Because lipoblastomas are usually well encapsulated and have little adjacent tissue, the definitive treatment is complete surgical excision. However, focal recurrence can be a problem in up to 25% of cases, due to incomplete resection (1, 3, 8). Despite their ability for local invasion and rapid growth, the prognosis is excellent (1, 2).

The histopathological findings of a lipoblastoma are characterized by lobular architecture and an admixture of mature adipocytes and lipoblasts in various stages of development (5, 9). The matrix can be myxoid. The histopathological differential diagnosis of a liposarcoma includes other tumours with adipocytic differentiation, such as atypical lipomatous tumours/well-differentiated liposarcomas, myxoid liposarcomas, and spindle cell lipomas. Because of the presence of lipoblasts, a lipoblastoma may have a strong resemblance to well-differentiated liposarcomas. Cases with myxoid changes may be extremely difficult to distinguish from myxoid liposarcomas. The recent innovation of the term lipofibromatosis also adds to the diagnostic difficulty. The degree of the fibroblastic component is generally greater in lipofibromatosis than in lipoblastoma (10). In immunohistochemical studies, the neoplastic cells are positive for vimentin and stain negatively for other markers, including cytokeratins, CD34, desmin and NKIC3 (10). These markers can be helpful in distinguishing lipoblastoma from the appendageal tumours and other mesenchymal tumours, such as spindle cell lipoma, angiomyofibroblastoma and lipofibromatosis (4, 10, 11). The immunohistochemical findings in the current study were consistent with a lipoblastoma.

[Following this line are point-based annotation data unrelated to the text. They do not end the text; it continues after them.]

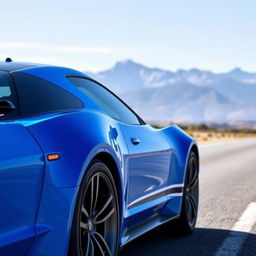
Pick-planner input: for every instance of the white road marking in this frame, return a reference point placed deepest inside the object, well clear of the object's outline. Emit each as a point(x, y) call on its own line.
point(233, 243)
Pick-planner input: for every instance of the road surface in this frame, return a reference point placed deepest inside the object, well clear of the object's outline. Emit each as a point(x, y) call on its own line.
point(227, 212)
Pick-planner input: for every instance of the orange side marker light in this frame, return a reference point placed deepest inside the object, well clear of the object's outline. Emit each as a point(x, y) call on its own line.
point(52, 157)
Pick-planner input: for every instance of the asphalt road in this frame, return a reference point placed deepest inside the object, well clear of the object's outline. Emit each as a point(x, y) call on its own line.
point(227, 188)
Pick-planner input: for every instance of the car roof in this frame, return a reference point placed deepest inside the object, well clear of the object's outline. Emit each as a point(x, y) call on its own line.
point(14, 66)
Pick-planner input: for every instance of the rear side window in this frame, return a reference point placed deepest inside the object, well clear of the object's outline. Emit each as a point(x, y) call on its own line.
point(39, 96)
point(106, 100)
point(7, 92)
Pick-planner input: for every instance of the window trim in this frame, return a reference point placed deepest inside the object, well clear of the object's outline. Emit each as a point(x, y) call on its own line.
point(16, 100)
point(141, 121)
point(20, 115)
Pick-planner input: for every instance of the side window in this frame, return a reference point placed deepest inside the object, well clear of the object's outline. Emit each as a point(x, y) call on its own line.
point(7, 92)
point(39, 96)
point(106, 100)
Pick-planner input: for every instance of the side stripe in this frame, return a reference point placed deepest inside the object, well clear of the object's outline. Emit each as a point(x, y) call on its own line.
point(173, 189)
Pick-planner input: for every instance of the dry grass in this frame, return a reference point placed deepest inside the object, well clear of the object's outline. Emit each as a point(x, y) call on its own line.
point(217, 136)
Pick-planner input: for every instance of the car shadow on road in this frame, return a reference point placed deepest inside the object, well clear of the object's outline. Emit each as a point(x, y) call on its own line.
point(203, 242)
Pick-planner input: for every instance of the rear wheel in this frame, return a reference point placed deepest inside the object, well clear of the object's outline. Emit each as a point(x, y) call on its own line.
point(185, 224)
point(96, 220)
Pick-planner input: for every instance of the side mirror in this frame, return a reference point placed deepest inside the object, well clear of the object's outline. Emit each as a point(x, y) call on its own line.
point(6, 107)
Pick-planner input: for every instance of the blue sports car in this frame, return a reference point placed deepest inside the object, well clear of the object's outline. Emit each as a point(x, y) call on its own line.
point(80, 172)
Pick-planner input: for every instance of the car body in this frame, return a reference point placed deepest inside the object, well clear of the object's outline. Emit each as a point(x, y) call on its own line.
point(50, 132)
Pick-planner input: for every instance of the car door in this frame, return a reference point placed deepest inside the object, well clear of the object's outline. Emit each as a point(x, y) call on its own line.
point(148, 165)
point(21, 176)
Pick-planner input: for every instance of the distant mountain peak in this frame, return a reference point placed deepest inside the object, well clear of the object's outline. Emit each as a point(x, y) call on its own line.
point(127, 63)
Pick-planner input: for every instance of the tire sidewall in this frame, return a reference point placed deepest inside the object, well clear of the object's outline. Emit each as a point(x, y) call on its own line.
point(95, 167)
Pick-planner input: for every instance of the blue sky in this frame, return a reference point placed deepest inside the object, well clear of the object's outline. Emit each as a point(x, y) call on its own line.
point(92, 35)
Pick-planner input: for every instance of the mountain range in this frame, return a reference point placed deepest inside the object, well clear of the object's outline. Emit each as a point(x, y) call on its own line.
point(193, 95)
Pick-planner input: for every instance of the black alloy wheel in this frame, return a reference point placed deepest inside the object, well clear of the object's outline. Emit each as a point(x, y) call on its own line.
point(185, 223)
point(96, 222)
point(191, 192)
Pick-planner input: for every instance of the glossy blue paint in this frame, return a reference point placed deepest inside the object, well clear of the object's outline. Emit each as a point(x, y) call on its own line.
point(37, 196)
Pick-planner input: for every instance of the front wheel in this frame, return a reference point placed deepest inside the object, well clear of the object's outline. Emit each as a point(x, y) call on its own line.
point(96, 218)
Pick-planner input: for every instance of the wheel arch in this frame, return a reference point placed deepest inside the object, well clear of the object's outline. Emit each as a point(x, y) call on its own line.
point(107, 159)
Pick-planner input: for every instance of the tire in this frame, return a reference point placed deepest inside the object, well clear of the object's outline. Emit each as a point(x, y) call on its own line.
point(186, 222)
point(95, 228)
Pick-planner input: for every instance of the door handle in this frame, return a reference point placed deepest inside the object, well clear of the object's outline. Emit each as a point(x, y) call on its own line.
point(135, 141)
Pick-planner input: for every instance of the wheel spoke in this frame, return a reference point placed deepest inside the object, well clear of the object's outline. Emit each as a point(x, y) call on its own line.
point(86, 251)
point(83, 225)
point(100, 217)
point(85, 212)
point(94, 193)
point(101, 244)
point(189, 211)
point(193, 174)
point(91, 251)
point(193, 205)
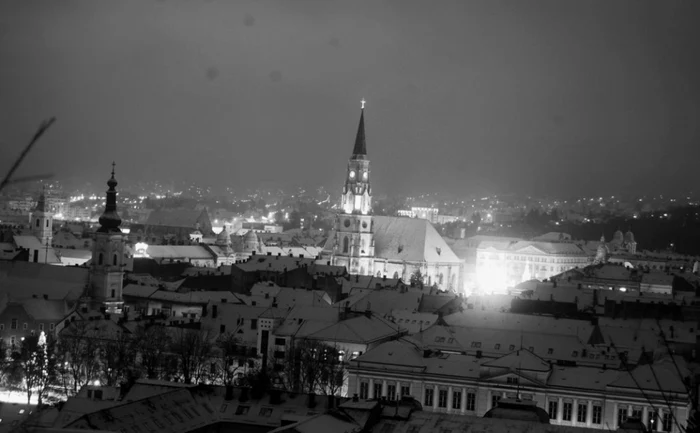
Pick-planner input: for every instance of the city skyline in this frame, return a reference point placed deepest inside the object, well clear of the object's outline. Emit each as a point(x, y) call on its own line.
point(476, 97)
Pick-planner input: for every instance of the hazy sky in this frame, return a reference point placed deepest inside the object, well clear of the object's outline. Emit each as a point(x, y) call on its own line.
point(545, 97)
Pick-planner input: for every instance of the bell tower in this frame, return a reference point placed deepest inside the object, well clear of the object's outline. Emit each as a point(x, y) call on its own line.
point(42, 221)
point(108, 259)
point(353, 245)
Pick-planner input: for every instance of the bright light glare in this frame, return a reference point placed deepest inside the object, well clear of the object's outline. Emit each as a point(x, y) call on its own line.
point(491, 280)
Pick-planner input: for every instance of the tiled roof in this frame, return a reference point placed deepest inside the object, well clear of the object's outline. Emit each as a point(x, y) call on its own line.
point(411, 240)
point(23, 280)
point(174, 217)
point(360, 329)
point(178, 252)
point(521, 360)
point(46, 254)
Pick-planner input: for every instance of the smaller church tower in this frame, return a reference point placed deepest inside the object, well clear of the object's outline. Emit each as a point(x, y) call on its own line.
point(354, 230)
point(42, 221)
point(108, 259)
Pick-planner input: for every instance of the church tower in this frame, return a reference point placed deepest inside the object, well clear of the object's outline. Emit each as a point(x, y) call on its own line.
point(354, 230)
point(42, 221)
point(108, 260)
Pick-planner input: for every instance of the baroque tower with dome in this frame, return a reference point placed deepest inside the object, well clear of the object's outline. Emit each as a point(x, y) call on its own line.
point(108, 256)
point(385, 246)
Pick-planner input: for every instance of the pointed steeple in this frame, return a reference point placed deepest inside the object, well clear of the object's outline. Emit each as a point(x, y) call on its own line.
point(41, 204)
point(360, 149)
point(110, 220)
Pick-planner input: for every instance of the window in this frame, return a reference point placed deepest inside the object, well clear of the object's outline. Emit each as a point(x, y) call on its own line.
point(242, 410)
point(597, 414)
point(391, 392)
point(621, 415)
point(429, 396)
point(566, 411)
point(582, 412)
point(471, 401)
point(442, 398)
point(667, 422)
point(377, 390)
point(364, 390)
point(456, 399)
point(553, 408)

Cytogenetic analysis of adipose tissue tumours including lipoblastoma has shown distinct chromosomal aberrations (5, 7, 12). Accordingly, it may be used for diagnostic confirmation. Most lipoblastomas present with rearrangements of the 8q12/PLAG1 region (5, 7). Some subsets of lipoblastomas show polysomy for chromosome 8 (5, 13). Although chromosomal studies might help in the differential diagnosis of adipocytic tumours, in this case the patient refused further evaluation.

The neoplasm in the case reported here shared some histological features of a lipoblastoma: prominent lobulation, the admixture of peripheral immature lipoblasts with fat vacuoles of various sizes, central mature fat cells, and fibrous septae containing a rich capillary network. However, the clinical manifestations in this case did not suggest the diagnosis of lipoblastoma. To our knowledge, lesions occurring on the lip have not been reported. However, lipoblastomas of mucosal sites, such as the perianal area and vulva, have rarely been reported (1, 3, 4). In addition, lipoblastomas are neoplasms of infants and young children under 5 years of age. Very rare cases have been reported in patients ≥ 18 years of age (3–5, 7, 12).

The name “lipoblastoma-like tumour of the vulva” was first suggested by Lae et al. (4), who reported three cases with an adipose tissue tumour of the vulva affecting women of 13, 23 and 38 years of age. These tumours histopathologically resembled an infantile lipoblastoma. The tumour in our report is similar to this unique clinical entity referred to as a “lipoblastoma-like tumour” (4).